México y Brasil: qué se suma en cada destino
Además del UN38.3 y de la declaración de Bluetooth SIG, cada mercado añade su capa, y el trámite se hace antes de embarcar porque los ensayos se practican sobre el producto terminado.
En México, un auricular con Bluetooth es un producto de radio y necesita homologación ante la CRT, que asumió las funciones del IFT, más la NOM de seguridad del equipo electrónico de audio y la NOM de información comercial, que exige etiquetado, instructivos y garantía en español.
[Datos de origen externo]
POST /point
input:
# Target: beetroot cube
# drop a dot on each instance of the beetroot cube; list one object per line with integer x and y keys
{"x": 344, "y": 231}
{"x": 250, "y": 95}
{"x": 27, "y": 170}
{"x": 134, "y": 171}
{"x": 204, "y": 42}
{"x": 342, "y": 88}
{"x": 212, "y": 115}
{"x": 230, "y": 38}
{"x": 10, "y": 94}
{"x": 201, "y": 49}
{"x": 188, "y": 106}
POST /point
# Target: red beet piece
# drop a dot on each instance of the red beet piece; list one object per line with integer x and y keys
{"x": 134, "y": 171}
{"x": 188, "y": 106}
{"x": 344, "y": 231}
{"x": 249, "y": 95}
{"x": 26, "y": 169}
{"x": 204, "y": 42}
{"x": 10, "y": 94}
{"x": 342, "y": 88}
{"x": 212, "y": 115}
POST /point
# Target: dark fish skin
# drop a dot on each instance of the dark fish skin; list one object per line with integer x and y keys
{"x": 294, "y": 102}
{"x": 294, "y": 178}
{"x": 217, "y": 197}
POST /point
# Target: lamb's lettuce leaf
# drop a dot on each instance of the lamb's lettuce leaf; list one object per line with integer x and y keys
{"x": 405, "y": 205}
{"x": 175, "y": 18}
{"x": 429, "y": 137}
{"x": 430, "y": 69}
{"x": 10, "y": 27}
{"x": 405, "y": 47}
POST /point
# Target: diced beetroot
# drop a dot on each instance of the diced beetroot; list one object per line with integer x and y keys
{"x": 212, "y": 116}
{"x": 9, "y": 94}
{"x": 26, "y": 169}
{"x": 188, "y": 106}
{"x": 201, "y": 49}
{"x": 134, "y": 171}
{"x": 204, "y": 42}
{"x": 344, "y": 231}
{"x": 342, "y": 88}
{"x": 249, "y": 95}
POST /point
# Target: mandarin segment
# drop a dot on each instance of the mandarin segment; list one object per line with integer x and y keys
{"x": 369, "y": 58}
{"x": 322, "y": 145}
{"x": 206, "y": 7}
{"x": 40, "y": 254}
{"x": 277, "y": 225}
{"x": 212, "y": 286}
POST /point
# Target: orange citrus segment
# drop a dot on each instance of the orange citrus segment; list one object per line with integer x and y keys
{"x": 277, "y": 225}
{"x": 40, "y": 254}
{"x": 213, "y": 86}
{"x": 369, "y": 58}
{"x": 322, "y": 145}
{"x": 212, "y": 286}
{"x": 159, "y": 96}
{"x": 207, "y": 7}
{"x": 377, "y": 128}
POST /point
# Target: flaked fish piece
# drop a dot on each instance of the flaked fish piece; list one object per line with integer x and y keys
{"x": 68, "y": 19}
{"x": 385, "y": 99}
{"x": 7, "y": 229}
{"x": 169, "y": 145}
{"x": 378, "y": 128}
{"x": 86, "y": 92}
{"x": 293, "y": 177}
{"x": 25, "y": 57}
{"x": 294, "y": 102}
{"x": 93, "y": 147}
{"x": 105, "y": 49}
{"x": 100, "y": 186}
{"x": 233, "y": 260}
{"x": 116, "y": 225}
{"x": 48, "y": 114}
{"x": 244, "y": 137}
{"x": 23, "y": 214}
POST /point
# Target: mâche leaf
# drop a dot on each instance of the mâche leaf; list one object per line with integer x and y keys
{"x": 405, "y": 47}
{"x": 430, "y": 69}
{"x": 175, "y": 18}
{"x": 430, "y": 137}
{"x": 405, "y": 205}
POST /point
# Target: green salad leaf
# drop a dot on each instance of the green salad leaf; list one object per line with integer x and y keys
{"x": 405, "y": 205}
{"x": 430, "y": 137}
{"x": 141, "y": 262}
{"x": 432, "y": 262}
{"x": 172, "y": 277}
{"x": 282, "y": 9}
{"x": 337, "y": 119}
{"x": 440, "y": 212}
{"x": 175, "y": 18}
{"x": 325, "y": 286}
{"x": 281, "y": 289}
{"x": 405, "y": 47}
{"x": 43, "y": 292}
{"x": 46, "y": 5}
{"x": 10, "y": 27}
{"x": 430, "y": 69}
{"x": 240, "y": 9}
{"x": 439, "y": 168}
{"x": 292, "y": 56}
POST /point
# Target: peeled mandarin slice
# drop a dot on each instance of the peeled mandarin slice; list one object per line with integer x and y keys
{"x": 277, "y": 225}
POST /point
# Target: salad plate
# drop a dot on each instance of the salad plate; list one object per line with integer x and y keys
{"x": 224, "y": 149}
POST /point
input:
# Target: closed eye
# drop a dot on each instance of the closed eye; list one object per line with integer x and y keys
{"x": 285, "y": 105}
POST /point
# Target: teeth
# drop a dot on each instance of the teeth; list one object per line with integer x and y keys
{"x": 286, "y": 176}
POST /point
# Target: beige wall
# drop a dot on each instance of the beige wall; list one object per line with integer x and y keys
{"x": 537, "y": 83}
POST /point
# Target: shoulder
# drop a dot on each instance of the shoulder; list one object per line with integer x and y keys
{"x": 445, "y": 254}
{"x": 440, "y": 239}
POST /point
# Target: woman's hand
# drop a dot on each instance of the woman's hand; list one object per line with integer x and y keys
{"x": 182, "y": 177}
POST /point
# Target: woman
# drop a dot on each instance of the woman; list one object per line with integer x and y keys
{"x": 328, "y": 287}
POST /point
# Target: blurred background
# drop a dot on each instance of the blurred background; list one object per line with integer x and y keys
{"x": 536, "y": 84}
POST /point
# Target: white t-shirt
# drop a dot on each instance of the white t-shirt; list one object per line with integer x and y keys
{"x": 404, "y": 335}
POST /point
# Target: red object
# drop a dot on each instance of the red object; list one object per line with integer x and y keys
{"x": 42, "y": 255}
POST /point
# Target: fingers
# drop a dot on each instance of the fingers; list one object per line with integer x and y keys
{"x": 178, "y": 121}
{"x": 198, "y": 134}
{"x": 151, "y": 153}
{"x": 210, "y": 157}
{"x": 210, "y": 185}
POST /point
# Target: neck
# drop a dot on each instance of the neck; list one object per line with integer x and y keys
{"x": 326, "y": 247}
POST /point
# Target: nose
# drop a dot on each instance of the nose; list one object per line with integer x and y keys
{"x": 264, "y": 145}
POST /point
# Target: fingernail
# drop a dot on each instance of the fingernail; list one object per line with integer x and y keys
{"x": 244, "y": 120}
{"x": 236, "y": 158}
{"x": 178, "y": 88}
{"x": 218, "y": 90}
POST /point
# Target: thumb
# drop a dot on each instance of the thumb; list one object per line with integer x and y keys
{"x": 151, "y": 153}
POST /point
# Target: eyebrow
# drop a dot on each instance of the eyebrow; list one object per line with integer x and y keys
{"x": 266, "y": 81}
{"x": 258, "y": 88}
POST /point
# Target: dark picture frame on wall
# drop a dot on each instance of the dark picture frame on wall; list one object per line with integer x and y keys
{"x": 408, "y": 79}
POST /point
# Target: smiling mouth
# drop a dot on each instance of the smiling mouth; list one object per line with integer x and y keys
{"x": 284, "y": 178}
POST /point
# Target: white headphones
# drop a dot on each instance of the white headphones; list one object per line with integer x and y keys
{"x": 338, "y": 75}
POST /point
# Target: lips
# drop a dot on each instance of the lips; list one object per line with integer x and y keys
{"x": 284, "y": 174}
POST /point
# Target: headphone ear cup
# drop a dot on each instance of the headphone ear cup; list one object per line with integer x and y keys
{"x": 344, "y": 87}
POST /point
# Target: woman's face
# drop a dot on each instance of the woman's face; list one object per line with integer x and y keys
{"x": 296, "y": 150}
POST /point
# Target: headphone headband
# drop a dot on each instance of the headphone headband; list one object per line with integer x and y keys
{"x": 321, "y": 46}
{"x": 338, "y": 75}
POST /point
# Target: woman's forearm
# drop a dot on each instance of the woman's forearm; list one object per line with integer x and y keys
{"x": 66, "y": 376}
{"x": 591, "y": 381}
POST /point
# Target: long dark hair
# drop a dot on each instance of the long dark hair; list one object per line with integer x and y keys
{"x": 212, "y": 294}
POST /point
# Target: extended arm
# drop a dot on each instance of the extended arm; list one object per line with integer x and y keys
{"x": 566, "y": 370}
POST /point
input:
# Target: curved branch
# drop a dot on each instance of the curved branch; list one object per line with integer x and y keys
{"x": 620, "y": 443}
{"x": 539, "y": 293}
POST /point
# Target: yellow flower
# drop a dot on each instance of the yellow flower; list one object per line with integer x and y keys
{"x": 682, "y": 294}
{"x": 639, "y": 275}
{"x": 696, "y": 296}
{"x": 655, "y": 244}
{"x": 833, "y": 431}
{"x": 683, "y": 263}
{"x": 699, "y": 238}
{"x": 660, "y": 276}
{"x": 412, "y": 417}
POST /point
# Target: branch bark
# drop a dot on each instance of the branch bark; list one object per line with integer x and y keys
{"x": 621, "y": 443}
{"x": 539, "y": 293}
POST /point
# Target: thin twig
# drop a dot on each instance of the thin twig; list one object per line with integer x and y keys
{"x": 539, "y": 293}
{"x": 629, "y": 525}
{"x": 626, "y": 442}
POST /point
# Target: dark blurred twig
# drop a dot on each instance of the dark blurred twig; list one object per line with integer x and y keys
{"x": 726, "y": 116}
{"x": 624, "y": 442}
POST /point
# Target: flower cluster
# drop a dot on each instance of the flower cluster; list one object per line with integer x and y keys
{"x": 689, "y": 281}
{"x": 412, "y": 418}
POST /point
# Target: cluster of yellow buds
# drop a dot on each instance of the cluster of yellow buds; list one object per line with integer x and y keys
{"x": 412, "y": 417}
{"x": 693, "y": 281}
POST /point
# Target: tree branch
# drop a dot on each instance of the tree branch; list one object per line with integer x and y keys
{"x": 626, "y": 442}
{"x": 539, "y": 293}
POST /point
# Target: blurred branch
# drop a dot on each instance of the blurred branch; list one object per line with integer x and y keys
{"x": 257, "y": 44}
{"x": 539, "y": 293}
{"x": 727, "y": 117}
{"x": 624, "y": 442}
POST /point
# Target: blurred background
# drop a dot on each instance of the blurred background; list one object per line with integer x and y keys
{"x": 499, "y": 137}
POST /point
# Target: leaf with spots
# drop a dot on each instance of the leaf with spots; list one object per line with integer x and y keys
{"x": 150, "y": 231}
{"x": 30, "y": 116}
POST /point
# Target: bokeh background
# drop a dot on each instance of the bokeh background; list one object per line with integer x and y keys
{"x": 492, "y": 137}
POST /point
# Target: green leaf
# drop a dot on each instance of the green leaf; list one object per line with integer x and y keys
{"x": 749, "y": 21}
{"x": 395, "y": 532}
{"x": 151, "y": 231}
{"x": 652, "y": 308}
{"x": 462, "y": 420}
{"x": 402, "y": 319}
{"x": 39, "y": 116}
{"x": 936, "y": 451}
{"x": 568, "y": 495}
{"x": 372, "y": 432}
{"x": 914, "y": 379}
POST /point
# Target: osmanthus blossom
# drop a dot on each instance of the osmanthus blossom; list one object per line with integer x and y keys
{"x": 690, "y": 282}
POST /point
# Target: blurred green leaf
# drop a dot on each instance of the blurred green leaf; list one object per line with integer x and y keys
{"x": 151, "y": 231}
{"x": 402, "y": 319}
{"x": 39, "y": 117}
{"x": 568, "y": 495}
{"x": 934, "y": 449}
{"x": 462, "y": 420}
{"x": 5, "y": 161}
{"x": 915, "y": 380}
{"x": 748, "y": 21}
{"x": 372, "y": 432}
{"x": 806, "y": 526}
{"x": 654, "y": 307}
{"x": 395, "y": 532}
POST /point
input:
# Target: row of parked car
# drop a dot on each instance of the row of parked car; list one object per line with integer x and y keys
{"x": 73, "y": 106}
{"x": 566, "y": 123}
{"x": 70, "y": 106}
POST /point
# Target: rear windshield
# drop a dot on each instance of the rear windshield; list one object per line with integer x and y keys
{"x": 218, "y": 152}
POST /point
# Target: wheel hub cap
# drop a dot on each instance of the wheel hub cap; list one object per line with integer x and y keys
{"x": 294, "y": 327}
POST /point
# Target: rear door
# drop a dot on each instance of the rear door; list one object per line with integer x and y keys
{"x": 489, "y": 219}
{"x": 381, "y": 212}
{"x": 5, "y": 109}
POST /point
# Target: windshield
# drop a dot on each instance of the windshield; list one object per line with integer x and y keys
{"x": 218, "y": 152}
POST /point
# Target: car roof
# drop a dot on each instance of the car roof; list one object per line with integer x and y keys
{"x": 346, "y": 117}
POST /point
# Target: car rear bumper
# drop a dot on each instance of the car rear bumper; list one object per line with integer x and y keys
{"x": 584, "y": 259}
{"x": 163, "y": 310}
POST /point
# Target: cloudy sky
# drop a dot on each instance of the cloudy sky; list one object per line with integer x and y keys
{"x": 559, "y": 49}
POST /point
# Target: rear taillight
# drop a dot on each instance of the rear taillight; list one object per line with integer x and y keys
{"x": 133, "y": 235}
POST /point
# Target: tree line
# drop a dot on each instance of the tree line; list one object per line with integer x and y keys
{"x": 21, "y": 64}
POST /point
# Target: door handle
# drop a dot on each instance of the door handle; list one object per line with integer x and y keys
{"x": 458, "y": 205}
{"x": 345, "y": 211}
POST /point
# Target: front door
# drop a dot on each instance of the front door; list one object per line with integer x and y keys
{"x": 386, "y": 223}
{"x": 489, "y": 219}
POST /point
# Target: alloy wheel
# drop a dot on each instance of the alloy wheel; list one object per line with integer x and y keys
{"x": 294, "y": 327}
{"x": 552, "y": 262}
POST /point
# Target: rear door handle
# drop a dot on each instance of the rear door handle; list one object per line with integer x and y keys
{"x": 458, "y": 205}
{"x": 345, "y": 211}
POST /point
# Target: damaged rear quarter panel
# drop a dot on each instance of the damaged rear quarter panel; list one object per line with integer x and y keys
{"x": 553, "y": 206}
En Brasil, la homologación de ANATEL es obligatoria antes de importar para vender, y un fone de ouvido con Bluetooth entra en la categoría de radiación restringida de la Resolución 715/2019. Los ensayos de radio en 2,4 GHz siguen el Ato 14.448/2017, los de compatibilidad electromagnética el Ato 1.120/2018 y los de SAR el Ato 1.630/2021, con límite de 2 W/kg. La homologación se vincula a un titular brasileño, y las certificadoras del país señalan que cada importador debe obtener la suya aunque el producto sea idéntico al de otro importador.
MeliPrep coordina las certificaciones de destino y factura las tasas del laboratorio y del organismo a costo.